Miss Froy is described as "middle-aged," though Whitty was 73 years old when she played her, and looks every inch of prim elderly Englander. She disappears after Iris falls asleep, and to her consternation no one else onboard claims to remember seeing her. Enlisting the aid of Gilbert (Michael Redgrave, in his star-making role), a puckish musicologist with whom she had sparred at their hotel, Iris sets off on a quest to prove she's not crazy, and that Miss Froy has been abducted, or worse.

Helpfully arriving to provide illumination is a physician of dubious European origin named Dr. Hartz, played by Paul Lukas, who usually plays the good guy and appears to be wearing quite obvious makeup to accent/lengthen his eyebrows. He tells Iris her memory of Miss Froy is an injury-induced psychosis. Later, when evidence mounts to prove her existence, a doppelganger wearing the exact same clothing Iris described Miss Froy as wearing is produced.

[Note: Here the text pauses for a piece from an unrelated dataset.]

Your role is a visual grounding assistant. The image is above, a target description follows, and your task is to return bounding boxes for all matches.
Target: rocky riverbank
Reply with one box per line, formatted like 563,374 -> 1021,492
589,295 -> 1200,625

Needless to say, this being a Hitchcock movie, the revelation of foul play is inevitable. This builds to such moments as a fistfight with a buffoonish Italian magician using his props as a backdrop, Gilbert climbing along the outside of the train from one window to the next, and a faux nun given away by her stylish high-heeled shoes.

Ostensibly, the story is about the search for Miss Froy, and to find out why seemingly everyone on the train is in on the conspiracy to discredit her existence. Really, though, it's a setup for Iris and Gilbert to fall in love, in that classic I-hate-you-until-the-moment-I-realize-you-are-the-one formula.

Sexually the film is rather frisky for its era. We see Iris and her pals in a considerably disrobed state, and Gilbert is wont to make teasing statements about their relationship, at one point marching into her room and asking which side of the bed she prefers. He even gives her a cheeky slap on the rump, though the actual moment of contact between palm and derriere happens carefully just out of frame.

Also showing up is Cecil Parker as Todhunter, a wealthy barrister who is traveling with his mistress and weighing whether a divorce would impinge his changes of obtaining a judgeship. Needless to say, he's the fellow whose spine shows yellow when the going gets tough.

Providing the comic relief are Basil Radford and Naunton Wayne as Charters and Caldicott, a pair of unctuous British gents whose sole purpose in life appears to be returning to England in time to catch the cricket tournament. It's a twinkly pairing, men who take such seriousness in spectacularly unimportant things, and they act as a sort of self-parody of everything English. They were so popular they would go on to appear together in three more movies.

"The Lady Vanishes" was a huge hit commercially and critically, and indeed it was the success of this film -- after a string of moribund pictures -- that convinced David O. Selznick he ought to bring Hitchcock across the pond to make American movies. For me, it remains one of his weaker efforts, a bit of light, frothy tosh on the way to grander and grimmer things.